I checked in to the Sleep Inn along the highway and asked for the library. The desk clerk said the college had a library – except now I was scared of the college. But the nearest public library was in Kirkup, twenty-two miles away. To the soundtrack of Death of an Interior Decorator by DeathCab for Cutie, I drove there.


There had to be another record of community college doings other than their own. The librarian told me the local newspaper was the Hornet but everything was already on microfiche. Still, it was cross-referenced by subject matter. That could help me, right? I didn’t have to pretend to be anybody special. She didn’t look at me funny or even ask what I was up to. When I said I was searching for Charmian Carr, she taught me how to enter the name, then look up the resulting stories.


There were a lot of them. More than twenty. Some were only a mention, but others had pictures. Two stories were about her exclusively. Wow! I should have come here first!

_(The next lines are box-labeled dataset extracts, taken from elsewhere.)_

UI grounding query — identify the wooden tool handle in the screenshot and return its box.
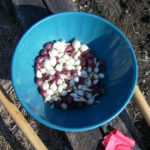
[134,86,150,126]
[0,89,47,150]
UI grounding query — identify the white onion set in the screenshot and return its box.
[35,39,105,109]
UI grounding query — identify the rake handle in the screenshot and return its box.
[134,86,150,126]
[0,89,47,150]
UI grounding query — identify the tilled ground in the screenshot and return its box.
[0,0,150,150]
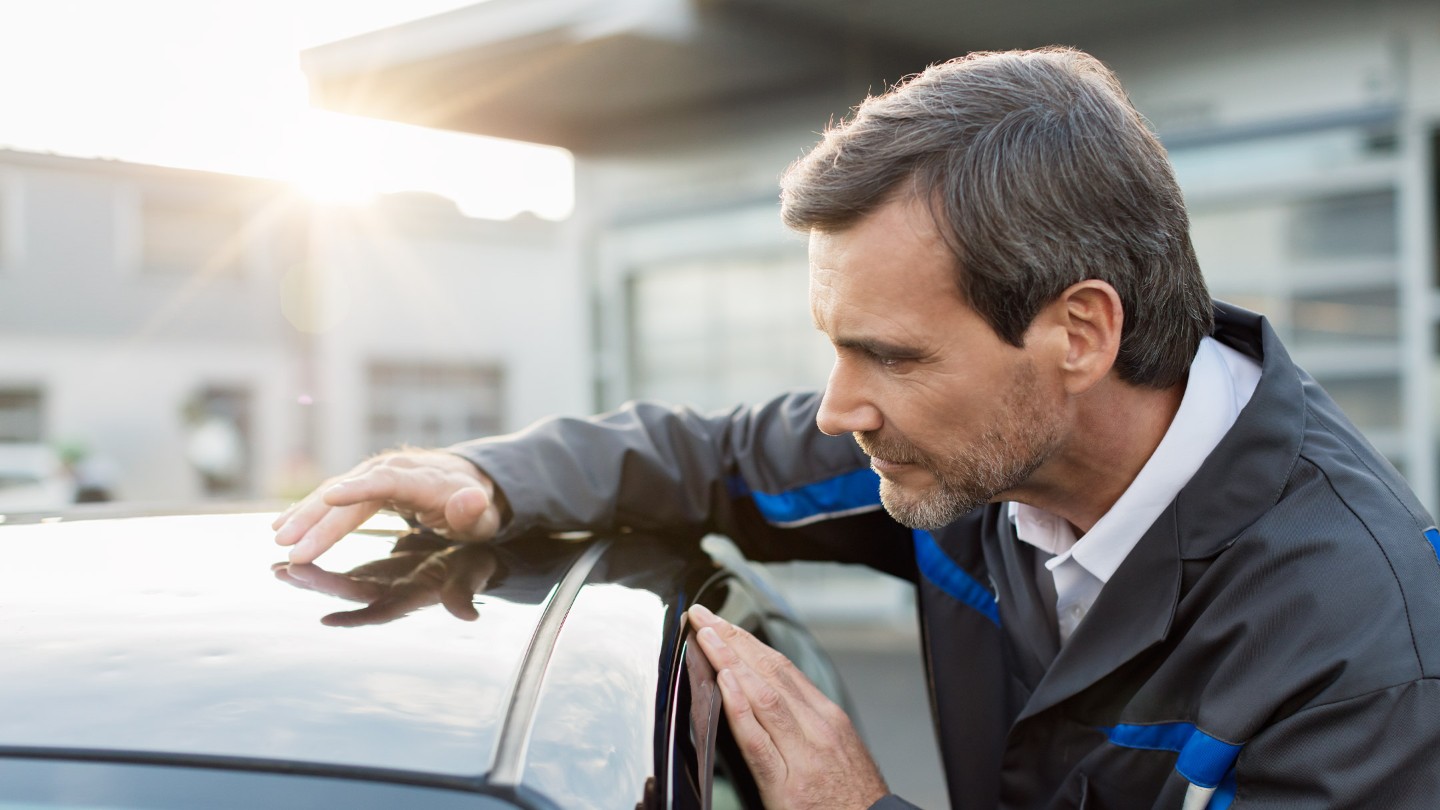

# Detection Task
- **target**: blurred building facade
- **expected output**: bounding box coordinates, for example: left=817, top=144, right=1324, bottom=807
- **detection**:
left=302, top=0, right=1440, bottom=625
left=0, top=151, right=589, bottom=510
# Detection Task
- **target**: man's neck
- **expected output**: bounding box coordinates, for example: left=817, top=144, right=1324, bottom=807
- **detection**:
left=999, top=378, right=1185, bottom=536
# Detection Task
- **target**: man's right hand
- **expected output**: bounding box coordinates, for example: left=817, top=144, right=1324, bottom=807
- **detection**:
left=271, top=450, right=501, bottom=564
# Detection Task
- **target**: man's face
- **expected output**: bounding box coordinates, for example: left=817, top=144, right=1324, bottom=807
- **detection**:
left=809, top=193, right=1064, bottom=529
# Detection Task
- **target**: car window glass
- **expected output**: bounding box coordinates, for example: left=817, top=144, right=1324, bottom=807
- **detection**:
left=763, top=615, right=845, bottom=705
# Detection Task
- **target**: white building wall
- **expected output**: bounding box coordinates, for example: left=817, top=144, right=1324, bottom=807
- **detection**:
left=312, top=203, right=593, bottom=471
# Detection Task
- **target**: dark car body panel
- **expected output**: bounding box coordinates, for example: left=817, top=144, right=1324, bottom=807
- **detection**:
left=0, top=513, right=760, bottom=809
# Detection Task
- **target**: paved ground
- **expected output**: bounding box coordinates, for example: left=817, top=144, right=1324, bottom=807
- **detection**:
left=814, top=627, right=949, bottom=810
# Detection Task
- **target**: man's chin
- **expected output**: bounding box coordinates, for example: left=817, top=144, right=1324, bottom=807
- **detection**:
left=880, top=479, right=972, bottom=532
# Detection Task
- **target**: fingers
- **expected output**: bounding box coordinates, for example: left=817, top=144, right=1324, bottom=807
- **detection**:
left=272, top=450, right=500, bottom=564
left=687, top=605, right=888, bottom=810
left=716, top=669, right=785, bottom=784
left=271, top=564, right=384, bottom=602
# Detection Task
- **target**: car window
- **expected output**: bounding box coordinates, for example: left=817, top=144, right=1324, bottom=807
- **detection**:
left=0, top=758, right=516, bottom=810
left=670, top=578, right=844, bottom=810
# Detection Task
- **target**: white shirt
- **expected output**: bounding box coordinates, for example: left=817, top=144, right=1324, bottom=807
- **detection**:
left=1009, top=337, right=1260, bottom=644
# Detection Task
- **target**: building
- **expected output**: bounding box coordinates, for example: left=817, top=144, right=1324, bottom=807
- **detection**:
left=304, top=0, right=1440, bottom=509
left=0, top=151, right=590, bottom=503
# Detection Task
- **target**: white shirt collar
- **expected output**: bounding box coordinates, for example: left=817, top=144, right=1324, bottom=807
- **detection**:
left=1009, top=337, right=1260, bottom=582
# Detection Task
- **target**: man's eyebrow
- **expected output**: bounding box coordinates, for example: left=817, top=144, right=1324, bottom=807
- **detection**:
left=831, top=337, right=926, bottom=359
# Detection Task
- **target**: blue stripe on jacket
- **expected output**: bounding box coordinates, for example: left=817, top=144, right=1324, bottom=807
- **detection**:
left=727, top=468, right=999, bottom=624
left=1099, top=722, right=1241, bottom=795
left=730, top=468, right=880, bottom=526
left=914, top=529, right=999, bottom=624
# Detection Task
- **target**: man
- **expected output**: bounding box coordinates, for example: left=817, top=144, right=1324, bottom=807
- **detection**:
left=276, top=49, right=1440, bottom=810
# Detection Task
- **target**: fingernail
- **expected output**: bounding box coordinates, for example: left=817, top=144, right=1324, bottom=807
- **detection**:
left=697, top=627, right=724, bottom=647
left=716, top=669, right=740, bottom=693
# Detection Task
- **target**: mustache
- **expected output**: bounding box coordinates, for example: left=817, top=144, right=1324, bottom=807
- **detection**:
left=854, top=431, right=924, bottom=464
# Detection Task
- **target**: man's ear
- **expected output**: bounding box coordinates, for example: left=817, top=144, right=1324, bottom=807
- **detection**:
left=1045, top=278, right=1125, bottom=395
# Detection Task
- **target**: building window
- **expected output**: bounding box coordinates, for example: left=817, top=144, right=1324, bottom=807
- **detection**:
left=184, top=385, right=253, bottom=497
left=366, top=360, right=504, bottom=453
left=140, top=189, right=245, bottom=278
left=0, top=388, right=45, bottom=444
left=629, top=255, right=834, bottom=408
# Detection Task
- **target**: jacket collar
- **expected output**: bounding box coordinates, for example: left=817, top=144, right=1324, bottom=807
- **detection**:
left=1012, top=304, right=1305, bottom=719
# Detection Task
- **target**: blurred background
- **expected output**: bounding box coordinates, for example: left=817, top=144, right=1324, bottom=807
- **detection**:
left=0, top=0, right=1440, bottom=806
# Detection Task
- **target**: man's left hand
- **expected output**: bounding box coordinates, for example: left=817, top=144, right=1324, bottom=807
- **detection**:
left=688, top=605, right=888, bottom=810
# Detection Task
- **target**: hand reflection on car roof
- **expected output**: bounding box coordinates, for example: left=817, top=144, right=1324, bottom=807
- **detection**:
left=271, top=532, right=507, bottom=627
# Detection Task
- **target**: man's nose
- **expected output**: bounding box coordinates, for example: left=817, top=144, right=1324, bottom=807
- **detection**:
left=815, top=362, right=883, bottom=435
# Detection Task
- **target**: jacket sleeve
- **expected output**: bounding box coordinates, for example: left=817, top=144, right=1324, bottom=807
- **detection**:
left=1211, top=679, right=1440, bottom=810
left=451, top=392, right=914, bottom=578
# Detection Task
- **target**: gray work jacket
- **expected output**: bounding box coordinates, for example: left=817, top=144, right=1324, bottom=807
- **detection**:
left=455, top=304, right=1440, bottom=810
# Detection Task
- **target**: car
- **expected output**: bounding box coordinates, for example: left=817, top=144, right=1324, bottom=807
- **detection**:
left=0, top=506, right=845, bottom=810
left=0, top=442, right=76, bottom=513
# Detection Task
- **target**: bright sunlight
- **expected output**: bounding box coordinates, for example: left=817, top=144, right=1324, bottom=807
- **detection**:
left=0, top=0, right=573, bottom=219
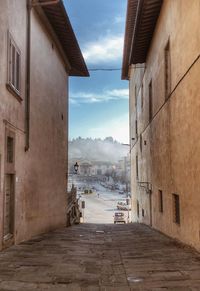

“Turkish Vacation Turns Into Archaeological Dig,” read a headline. Here was a photo of the real Charmian, sitting in her office at the college. I scrolled down, searching for I don’t know what. This woman was never the Charmian I knew. It was impossible that there could be two Charmian Carrs out of Cold Creek Community College. My growing excitement was threatening to get in the way of my detective work.


It sure looked like Charmian had stolen somebody else’s identity, and that someone else had subsequently disappeared.


“Cold Creek Faculty Tackles Ionesco Play,” said the other headline, and there was the real Charmian Carr, dressed up in drag with a Groucho-like moustache and a tailcoat, bowing deeply for the camera. Behind her, laughing, stood my stepmother. Oh my God!


But who was she? The article gave the cast list but of course it meant nothing to me. I pored over the names, but nothing leaped out at me.


I asked the librarian if there was any way to get a copy of the article. Just like my father always said, as long as you’re willing to pay, you can get anything you want.